You might say, “Well, Tracy…the masses aren’t socially aware and we need to make them…” Really? Do you really need to **make** someone see?

Case in point, and a minor digression: I wrote a paper about Robert Mapplethorpe during the peak of his controversy back in the early 90’s. During the course of my research I found him to be an absolutely stunning photographer, a gifted artist and, through his photography, a social commentator. My issue was not with his talent, or his topic, but rather with his public, tax-based funding, but that is a separate conversation entirely. As a human, not even just as an artist, but as a human being we are free to express ourselves, to create and shout out our voices as we see fit. I am not one for stifling freedom of speech and expression. My point in bringing him up is that he became less about the art than about the controversy, in fact, it was my opinion that his controversy actually hid his art as opposed to exposing it.
Anyway—back to the topic at hand…

Motherhood, being quintessentially human, and a practice that is preternatural to the capacity of a woman's body, is often viewed by the more artistically elite as a parochial process, one that the masses should engage in, but not those who are more "enlightened." (Kind of like their view on voting…but I’m not going there today either.) I don’t understand this at all, if nothing else, a woman **CREATES** with more than paint and clay, she creates with her body, her DNA, it’s a crap shoot because she has very little control over what actually turns out, but she is the vessel for the creation that her cells mindlessly take over and produce. Once the child is born, she has the opportunity to mold that little human being, to influence it, to teach it, to raise it in such a way as to being a unique little being reflective and representative of those things that she found most important…or didn’t. Being that close to the creation process, if she is left to create artwork based on her experiences, what amazingness could she come up with if only encouraged and given the opportunity?

I performed a search online of “motherhood” & “artist” and of course was bombarded by countless examples of artwork that focused on women, motherhood and children.
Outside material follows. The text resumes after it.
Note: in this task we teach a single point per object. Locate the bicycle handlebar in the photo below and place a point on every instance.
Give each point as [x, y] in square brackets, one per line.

I did a separate search for “discrimination of mothers as artists” and came up with a handful of articles on the actual topic at hand. Most of what came up was about discrimination against women as a whole and I don’t really care about that in regards to this article, because I know about that—I wanted to know about mothers specifically.

I came across an interesting article in the NY Times that discussed a documentary entitled “Who Does She Think She Is?” Who indeed. The documentary was directed by Pamela Tanner Boll and Nancy Kennedy and, from the review given, would seem to address these exact issues. Why is the art world dominated by men, when in art school the field is dominated by women? Why must a woman choose between a career as an artist vs. having a family, why do people find it so difficult to allow her to balance the two?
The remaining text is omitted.